Romanian domestic football was dominated by two clubs, Steaua București and Dinamo București. Steaua București was tied to the Romanian army while its rival Dinamo Bucharest was the club of the Secret Police. From the 1960's onward, Dinamo București domianted Romania's Liga 1. The 1980's began with them winning three straight Liga 1 titles. Then, in 1983, Romanian Dictator Nicolae Ceaușescu's eldest son, Valentin, took over Steaua București. Suddenly, the balance of power shifted to Steaua București. In 1985, Steaua București won its first league title in 6 years. They would win four more league titles and four cup titles before the collapse of the Ceaușescu dictatorship in 1989. They went undefeated for 119 domestic games from 1986 to 1989, setting up a world record.
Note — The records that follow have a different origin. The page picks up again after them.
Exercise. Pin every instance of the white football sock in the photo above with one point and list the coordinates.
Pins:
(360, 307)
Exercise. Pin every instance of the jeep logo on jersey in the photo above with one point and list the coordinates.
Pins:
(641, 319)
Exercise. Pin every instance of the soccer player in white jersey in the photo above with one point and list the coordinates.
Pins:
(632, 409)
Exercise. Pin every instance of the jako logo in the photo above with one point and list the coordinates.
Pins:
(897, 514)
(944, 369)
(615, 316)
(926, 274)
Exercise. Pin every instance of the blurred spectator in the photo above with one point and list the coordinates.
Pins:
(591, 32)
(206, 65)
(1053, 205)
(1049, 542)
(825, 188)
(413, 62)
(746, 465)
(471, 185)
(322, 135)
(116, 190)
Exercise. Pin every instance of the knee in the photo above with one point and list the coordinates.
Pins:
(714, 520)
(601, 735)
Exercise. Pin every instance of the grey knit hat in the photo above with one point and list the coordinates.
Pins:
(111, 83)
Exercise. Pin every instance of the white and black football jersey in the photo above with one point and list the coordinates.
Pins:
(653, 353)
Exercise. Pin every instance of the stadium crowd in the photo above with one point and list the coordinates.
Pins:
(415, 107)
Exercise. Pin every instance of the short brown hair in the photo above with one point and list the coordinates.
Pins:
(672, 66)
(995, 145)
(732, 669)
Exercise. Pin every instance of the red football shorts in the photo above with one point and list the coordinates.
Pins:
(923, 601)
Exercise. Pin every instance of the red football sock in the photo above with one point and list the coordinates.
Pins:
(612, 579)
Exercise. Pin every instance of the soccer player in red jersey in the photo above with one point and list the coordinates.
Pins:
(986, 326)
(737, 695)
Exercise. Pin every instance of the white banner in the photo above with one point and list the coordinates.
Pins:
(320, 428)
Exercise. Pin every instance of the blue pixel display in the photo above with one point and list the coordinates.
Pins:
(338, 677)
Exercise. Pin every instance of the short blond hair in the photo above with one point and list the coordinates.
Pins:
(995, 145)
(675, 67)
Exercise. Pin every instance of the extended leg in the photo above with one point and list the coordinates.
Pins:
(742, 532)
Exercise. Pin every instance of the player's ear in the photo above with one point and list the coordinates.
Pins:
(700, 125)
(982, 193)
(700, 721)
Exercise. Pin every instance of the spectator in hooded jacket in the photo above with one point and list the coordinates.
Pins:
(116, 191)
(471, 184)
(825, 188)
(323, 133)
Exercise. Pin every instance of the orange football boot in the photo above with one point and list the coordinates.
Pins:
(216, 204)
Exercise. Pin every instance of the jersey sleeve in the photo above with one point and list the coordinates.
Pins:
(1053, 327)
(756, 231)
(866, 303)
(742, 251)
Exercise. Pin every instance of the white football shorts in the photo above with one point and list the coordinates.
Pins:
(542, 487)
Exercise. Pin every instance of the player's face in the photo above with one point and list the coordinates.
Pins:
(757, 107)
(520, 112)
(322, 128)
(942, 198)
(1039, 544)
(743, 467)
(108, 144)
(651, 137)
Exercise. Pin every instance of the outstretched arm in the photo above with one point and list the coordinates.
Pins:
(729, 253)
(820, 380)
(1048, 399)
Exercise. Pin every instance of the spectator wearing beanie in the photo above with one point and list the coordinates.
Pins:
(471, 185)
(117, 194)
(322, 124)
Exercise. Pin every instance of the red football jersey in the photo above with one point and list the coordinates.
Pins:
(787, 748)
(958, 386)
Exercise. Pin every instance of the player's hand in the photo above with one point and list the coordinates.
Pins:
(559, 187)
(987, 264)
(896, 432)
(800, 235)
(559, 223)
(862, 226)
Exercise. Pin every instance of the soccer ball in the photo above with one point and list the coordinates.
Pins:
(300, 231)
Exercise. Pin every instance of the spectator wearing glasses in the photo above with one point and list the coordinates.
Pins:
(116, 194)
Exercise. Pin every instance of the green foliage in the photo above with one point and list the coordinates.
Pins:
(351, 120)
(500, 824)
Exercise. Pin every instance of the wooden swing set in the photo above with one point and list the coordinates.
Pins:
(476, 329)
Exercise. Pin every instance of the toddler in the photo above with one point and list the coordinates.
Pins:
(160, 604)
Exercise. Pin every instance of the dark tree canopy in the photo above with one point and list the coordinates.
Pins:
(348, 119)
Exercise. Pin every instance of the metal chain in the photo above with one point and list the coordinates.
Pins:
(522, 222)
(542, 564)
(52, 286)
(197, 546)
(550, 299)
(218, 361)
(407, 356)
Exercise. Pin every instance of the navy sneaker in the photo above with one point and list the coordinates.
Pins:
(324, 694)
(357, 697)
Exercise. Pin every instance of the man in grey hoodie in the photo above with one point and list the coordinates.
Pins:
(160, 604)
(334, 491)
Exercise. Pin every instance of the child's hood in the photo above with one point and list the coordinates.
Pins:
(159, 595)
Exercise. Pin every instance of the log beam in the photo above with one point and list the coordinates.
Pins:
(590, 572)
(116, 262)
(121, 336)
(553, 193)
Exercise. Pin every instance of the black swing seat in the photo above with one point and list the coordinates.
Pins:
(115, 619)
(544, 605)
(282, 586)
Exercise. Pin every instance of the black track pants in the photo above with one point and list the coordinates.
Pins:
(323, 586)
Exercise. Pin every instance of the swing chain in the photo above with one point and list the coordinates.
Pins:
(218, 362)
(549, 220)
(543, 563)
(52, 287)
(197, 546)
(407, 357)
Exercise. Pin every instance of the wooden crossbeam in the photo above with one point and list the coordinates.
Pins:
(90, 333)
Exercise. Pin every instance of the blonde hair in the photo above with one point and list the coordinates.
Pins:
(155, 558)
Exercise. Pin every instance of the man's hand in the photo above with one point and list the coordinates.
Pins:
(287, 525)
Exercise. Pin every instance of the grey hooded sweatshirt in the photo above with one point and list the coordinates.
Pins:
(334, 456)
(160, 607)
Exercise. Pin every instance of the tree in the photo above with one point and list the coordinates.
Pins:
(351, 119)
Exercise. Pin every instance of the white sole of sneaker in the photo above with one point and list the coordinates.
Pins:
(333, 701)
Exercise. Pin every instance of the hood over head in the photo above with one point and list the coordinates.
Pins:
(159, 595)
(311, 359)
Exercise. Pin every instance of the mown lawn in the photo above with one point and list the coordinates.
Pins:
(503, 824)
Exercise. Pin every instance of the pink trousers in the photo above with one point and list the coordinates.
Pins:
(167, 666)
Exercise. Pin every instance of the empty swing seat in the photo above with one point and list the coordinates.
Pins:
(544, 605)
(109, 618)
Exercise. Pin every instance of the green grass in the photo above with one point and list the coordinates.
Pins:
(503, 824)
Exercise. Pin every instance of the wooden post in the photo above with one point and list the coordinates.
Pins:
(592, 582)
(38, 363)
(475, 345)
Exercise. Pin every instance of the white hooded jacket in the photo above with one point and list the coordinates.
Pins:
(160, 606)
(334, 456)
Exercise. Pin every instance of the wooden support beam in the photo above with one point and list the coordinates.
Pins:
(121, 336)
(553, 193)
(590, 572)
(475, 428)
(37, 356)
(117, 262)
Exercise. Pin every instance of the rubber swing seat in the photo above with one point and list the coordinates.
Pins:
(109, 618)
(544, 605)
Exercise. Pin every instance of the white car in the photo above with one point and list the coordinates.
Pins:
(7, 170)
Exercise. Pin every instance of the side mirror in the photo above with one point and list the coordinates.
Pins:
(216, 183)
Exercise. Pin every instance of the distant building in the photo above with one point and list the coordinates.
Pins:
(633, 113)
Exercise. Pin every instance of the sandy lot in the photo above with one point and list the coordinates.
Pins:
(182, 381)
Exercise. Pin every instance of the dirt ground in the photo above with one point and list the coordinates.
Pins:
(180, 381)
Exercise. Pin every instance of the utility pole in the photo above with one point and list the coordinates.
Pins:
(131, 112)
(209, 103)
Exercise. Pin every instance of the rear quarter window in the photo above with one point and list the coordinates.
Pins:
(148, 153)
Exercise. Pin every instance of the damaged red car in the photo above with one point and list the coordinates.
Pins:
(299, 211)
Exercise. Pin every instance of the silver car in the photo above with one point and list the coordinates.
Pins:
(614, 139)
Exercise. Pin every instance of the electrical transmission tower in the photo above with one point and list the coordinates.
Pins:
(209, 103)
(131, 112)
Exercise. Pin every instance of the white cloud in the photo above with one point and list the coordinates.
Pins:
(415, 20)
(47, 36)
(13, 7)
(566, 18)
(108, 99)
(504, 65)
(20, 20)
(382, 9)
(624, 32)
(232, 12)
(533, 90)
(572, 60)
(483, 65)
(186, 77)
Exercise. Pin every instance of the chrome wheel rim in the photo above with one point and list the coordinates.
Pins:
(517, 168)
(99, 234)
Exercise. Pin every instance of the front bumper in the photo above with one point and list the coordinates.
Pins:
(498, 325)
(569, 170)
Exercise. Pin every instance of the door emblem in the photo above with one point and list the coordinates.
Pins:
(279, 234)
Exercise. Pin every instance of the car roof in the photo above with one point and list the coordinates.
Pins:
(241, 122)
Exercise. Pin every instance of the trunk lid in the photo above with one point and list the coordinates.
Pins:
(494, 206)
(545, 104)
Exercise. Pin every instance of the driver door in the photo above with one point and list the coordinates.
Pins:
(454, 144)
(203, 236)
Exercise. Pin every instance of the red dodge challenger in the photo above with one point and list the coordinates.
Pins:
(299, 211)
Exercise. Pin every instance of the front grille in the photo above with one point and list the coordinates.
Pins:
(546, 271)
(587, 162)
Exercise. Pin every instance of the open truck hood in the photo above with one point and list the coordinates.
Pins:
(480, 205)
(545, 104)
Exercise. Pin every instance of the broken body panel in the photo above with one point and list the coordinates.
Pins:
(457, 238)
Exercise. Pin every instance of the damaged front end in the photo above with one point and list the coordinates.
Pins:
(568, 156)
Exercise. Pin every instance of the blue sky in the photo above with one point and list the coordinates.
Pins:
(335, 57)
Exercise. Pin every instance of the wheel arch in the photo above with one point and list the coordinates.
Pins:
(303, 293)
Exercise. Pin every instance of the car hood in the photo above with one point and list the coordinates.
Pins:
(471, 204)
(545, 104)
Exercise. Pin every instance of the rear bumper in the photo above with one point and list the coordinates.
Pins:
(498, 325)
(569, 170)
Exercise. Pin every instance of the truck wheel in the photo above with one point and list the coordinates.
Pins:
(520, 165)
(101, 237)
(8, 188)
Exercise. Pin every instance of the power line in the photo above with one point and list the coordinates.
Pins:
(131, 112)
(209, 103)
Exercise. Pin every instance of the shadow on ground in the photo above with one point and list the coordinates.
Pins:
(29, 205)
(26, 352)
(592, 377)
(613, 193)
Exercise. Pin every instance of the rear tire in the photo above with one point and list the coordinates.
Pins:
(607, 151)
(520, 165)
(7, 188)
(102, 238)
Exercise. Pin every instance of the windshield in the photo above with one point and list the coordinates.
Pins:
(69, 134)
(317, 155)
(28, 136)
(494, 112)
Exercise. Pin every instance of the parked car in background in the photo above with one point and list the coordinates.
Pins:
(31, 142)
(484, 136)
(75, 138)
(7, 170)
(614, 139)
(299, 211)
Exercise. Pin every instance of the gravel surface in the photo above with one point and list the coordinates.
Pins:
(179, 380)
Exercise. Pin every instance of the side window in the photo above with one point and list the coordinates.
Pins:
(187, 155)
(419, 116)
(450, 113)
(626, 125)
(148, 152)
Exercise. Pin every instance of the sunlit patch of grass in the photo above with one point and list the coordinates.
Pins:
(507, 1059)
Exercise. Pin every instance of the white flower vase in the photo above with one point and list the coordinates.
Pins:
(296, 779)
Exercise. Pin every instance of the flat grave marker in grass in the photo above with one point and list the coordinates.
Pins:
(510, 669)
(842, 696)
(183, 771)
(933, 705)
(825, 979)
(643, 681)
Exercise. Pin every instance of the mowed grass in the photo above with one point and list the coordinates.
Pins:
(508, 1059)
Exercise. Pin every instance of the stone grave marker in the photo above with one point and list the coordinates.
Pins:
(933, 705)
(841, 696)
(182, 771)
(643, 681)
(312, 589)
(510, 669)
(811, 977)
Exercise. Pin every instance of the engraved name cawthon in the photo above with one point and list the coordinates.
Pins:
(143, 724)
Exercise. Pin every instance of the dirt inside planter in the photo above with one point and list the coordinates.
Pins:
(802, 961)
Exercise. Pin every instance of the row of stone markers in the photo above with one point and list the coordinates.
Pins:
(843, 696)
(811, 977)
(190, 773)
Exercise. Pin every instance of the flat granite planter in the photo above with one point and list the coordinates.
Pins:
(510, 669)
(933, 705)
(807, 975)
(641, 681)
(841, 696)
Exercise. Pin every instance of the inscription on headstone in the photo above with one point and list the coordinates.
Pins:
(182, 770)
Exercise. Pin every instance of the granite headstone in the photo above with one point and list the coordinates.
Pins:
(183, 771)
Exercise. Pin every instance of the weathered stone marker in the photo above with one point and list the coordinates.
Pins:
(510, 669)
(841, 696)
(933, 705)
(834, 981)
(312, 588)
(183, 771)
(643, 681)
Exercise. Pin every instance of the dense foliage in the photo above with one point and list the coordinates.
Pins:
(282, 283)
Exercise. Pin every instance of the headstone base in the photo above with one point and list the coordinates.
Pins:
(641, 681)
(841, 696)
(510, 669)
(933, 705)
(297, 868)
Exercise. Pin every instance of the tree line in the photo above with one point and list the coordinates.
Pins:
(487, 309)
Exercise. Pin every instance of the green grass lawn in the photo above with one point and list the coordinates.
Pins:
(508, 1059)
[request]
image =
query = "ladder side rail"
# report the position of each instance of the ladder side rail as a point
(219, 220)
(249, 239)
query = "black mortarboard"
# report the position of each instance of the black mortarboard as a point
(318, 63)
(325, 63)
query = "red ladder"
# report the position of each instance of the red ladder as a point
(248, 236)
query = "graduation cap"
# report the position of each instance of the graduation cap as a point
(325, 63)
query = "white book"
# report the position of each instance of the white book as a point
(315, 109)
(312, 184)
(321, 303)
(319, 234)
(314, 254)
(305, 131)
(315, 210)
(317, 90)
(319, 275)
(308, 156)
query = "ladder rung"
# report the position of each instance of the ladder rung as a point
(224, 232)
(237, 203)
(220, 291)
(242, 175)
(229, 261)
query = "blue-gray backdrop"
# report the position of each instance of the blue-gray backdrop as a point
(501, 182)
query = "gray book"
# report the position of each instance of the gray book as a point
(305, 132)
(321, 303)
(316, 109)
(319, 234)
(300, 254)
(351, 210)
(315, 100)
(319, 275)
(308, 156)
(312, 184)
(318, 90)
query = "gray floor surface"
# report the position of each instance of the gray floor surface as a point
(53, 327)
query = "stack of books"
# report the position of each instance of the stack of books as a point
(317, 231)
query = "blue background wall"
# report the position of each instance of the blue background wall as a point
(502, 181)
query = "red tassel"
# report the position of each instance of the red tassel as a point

Their domination, however, was filled with controversies. Their players were exempted from the compulsory military service. They took players from other clubs often in questionable circumstances. For example, they borrowed Gheorghe Hagi from Sportul Studențesc for the European Super Cup in 1987. He supposed to be a guest player for one game, but he joined them permanently after scoring the only goal of the game. There were also a lot of accusations of favoritism from referees, officials, etc. In the Romanian Cup Final of 1988, they scored at the 90th minute mark to break the 1-1 scoreline against Dinamo. The goal would have sealed their victory, except the referee ruled it offside. Valentin Ceaușescu protested against the decision by pulling the team off the field. Dinamo, then, won the game by default and was presented with the trophy. The next day, the referee changed his mind and Steaua was declared the winner.
While the Ceaușescu dictatorship could control events in the domestic completions, it could not alter results outside Romania that put Steaua București on the map in Europe. The rise of Steaua in Europe coincided with the rise of Romania's national team. Romania surprised the football world in 1984 when it qualified ahead of World Cup winner Italy and Euro 1980 semi-finalist Czechoslovakia for the Euro 1984 in France. At the time of the Euro 1984, Romania only had a single player from Steaua and he would depart the club after the tournament. László Bölöni who was the star of the Qualifying campaign joined them immediately afterward. Three members of the squad, including Gheorghe Hagi, also followed him to the club throughout the 1980's.
The European Cup 1985-86 was an interesting year. The English clubs had won 7 of the last 9 European Cups, but were banned from the completion after the Final in Heysel. Thus, Everton was out of the touranment. Sir Alex Ferguson was in charge of Aberdeen. Hellas Verona was the surprise winner of Serie A, the season before. It featured Hans-Peter Briegel and Preben Larsen-Elkjaer. Michel Platini's Juventus and Terry Venables' Barcelona FC were the favorites, but they met in the quarter-final with Barcelona progressing through to the semi-final. Barcelona then came from behind to beat IFK Goteborg to reach the Final with Pichi Alonso scoring a hattrick in the 2nd leg.
Steaua București had an easier route to the European Cup Final. They beat all of their opponents by winning in the home leg. In the first round, they eliminated the aging Allan Simonsen's Vejle. They lost the 1st leg before destroying Vejle in the 2nd leg. In the second round, they again lost in the 1st leg to Honved and used home field advantage to oerturn them in the 2nd leg. In the quaterfinal, they drew FC Kuusysi of Finland away and then, won the home leg by a single goal. In the semi-final, they met Anderlecht that featured Morton Olsen and Enzo Scifo. In the first leg, Steaus put up a stubborn defense in Belgium and only lostbthe match 1-0. On the return leg, Steaus destroyed them by the score of 3-0.
The European Cup Final of 1984-1985 was played in Seville, Spain. Due to travel restriction, only 200 Romanian fans were allowed to attend the Final. They were outnumbered by the 50,000 Barcelona fans at the stadium. Despite its storied history, Barcelona had never won the European Cup. Diego Maradona left two seasons ago, but the team still had Bernd Schuster and Steve Archibald. Expectations were very high for Barcelona. On the other hand, Victor Pițurcă and Marius Lăcătuș were two of Steaua's top players at time of the Final. Pițurcă was the top scorer at the club. Lăcătuș, nicknamed "the Beast" by the Steaua fans were the secondary striker. He would get more international recognition 4 years later at the WC Finals in Italy.
From the start of the match, Steaua parked the bus at the back. Sweeper Miodrag Belodedici was the hero of the night by controlling Steaua's defense. After 120 minutes of dull football, the game went into penalties where the drama finally began. Helmuth Duckadam saved all four of Barcelona's penalties to seal the victory for Steaua. It would be the first ever European Cup victory for an Eastern European club.